Ma recette de gougères au comté, façon Besançon
Générée par I.A.
Article
Je pense souvent à la cuisine de Bourgogne-Franche-Comté comme à une cuisine franche, sans détour, qui nourrit vraiment et qui laisse une place au plaisir. C’est exactement pour ça que je reviens à une recette qui me ressemble dans LaBouffe: les gougères au comté, version que je rattache volontiers à Besançon et à la boucle du Doubs. J’aime leur côté simple et généreux, presque comme une pause bien méritée après une sortie en kayak ou une journée de travail bien chargée. Je viens avec mes questions et sans envie de juger, donc je cuisine comme je vis: avec curiosité, avec du concret, et avec l’envie de comprendre ce qui fait qu’un plat devient un repère. Dans cette recette, je prends 25 cl d’eau, 80 g de beurre, une pincée de sel, 150 g de farine, 4 œufs et 120 à 150 g de comté râpé, avec un peu de poivre et une pointe de noix de muscade si j’ai envie de souligner le goût.
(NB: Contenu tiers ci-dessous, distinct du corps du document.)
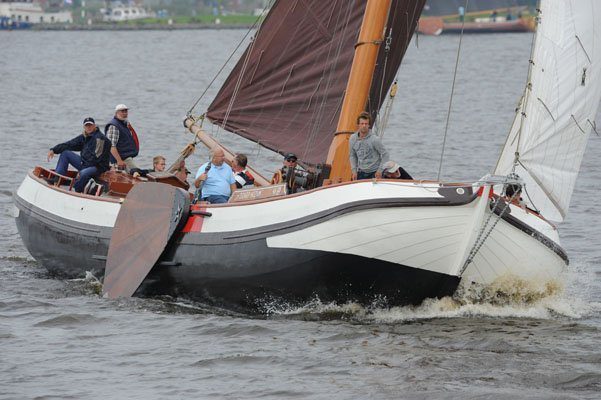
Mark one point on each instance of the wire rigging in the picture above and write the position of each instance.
(446, 129)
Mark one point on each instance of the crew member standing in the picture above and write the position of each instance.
(366, 152)
(124, 139)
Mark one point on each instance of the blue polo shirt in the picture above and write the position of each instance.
(218, 180)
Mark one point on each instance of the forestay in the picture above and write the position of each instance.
(557, 112)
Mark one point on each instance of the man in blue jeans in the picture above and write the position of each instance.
(93, 159)
(215, 179)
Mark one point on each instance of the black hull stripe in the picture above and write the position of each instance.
(317, 218)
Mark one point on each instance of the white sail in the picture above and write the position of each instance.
(557, 113)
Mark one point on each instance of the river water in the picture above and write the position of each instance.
(60, 340)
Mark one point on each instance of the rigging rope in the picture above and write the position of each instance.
(387, 109)
(446, 129)
(329, 76)
(482, 235)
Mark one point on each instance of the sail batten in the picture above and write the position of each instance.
(286, 91)
(550, 132)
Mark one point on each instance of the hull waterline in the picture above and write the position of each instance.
(386, 250)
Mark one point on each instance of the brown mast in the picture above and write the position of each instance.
(358, 86)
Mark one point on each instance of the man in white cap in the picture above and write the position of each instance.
(124, 139)
(392, 170)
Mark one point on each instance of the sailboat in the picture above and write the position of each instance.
(312, 67)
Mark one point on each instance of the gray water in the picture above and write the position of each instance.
(60, 340)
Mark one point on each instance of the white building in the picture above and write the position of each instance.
(28, 11)
(125, 13)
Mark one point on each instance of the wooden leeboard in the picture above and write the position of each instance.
(148, 218)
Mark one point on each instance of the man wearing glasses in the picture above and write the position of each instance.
(124, 139)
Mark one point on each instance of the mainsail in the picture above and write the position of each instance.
(286, 91)
(557, 113)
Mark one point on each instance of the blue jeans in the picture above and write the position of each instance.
(216, 199)
(68, 157)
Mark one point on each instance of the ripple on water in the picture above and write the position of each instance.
(69, 321)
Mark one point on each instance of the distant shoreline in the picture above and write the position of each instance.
(133, 27)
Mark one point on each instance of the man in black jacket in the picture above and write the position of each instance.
(93, 160)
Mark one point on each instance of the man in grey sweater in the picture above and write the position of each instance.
(366, 152)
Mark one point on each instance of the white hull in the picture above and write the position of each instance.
(395, 222)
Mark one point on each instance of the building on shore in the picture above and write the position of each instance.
(30, 12)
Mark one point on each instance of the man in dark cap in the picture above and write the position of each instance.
(123, 138)
(290, 161)
(93, 159)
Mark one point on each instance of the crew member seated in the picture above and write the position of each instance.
(215, 179)
(296, 179)
(290, 162)
(93, 159)
(392, 170)
(243, 177)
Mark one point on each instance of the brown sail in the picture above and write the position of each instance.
(286, 90)
(402, 22)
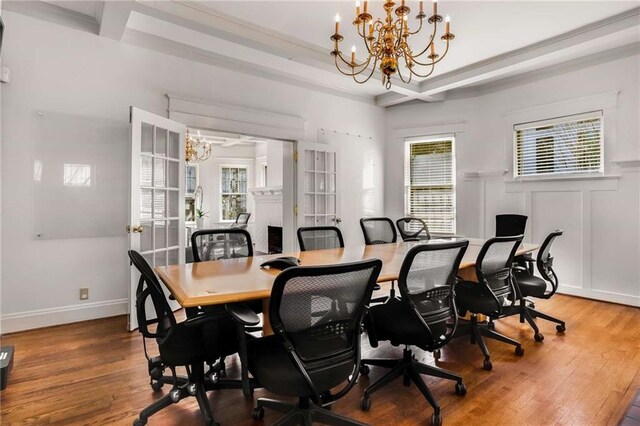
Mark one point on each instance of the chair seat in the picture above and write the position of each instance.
(471, 296)
(271, 366)
(530, 285)
(393, 321)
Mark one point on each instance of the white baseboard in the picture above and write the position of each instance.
(606, 296)
(28, 320)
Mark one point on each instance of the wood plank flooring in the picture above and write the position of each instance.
(94, 372)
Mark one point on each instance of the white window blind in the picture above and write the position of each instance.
(571, 144)
(429, 175)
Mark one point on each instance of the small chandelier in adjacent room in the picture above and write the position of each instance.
(196, 149)
(387, 42)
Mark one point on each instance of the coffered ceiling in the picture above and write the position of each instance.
(289, 40)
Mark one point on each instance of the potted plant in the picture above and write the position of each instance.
(200, 215)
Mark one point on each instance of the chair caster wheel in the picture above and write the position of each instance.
(365, 403)
(487, 365)
(257, 413)
(436, 420)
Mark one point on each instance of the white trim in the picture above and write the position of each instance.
(601, 295)
(28, 320)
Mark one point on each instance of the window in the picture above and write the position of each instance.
(571, 144)
(429, 175)
(233, 192)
Je fais d’abord chauffer l’eau avec le beurre et le sel jusqu’à frémissement, puis j’ajoute la farine d’un coup en remuant vivement pour dessécher la pâte quelques minutes à feu doux. Ensuite, hors du feu, j’incorpore les œufs un à un, en attendant que chaque ajout soit bien absorbé, puis je termine avec le comté râpé, le poivre et la muscade. Je dresse des petites boules sur une plaque, je cuis à 200 °C une quinzaine à une vingtaine de minutes sans ouvrir le four trop tôt, parce que je veux garder le gonflant et le cœur moelleux. Je les sers tièdes, parfois seules, parfois avec une salade, et je retrouve dans ce geste quelque chose de très bourguignon-franc-comtois: une cuisine de caractère, précise, accueillante, qui parle autant du terroir que du rythme de vie. Pour moi, cette recette dit bien ce que j’attends de LaBouffe: du goût, de l’équilibre et une manière très humaine de manger sans se compliquer la vie.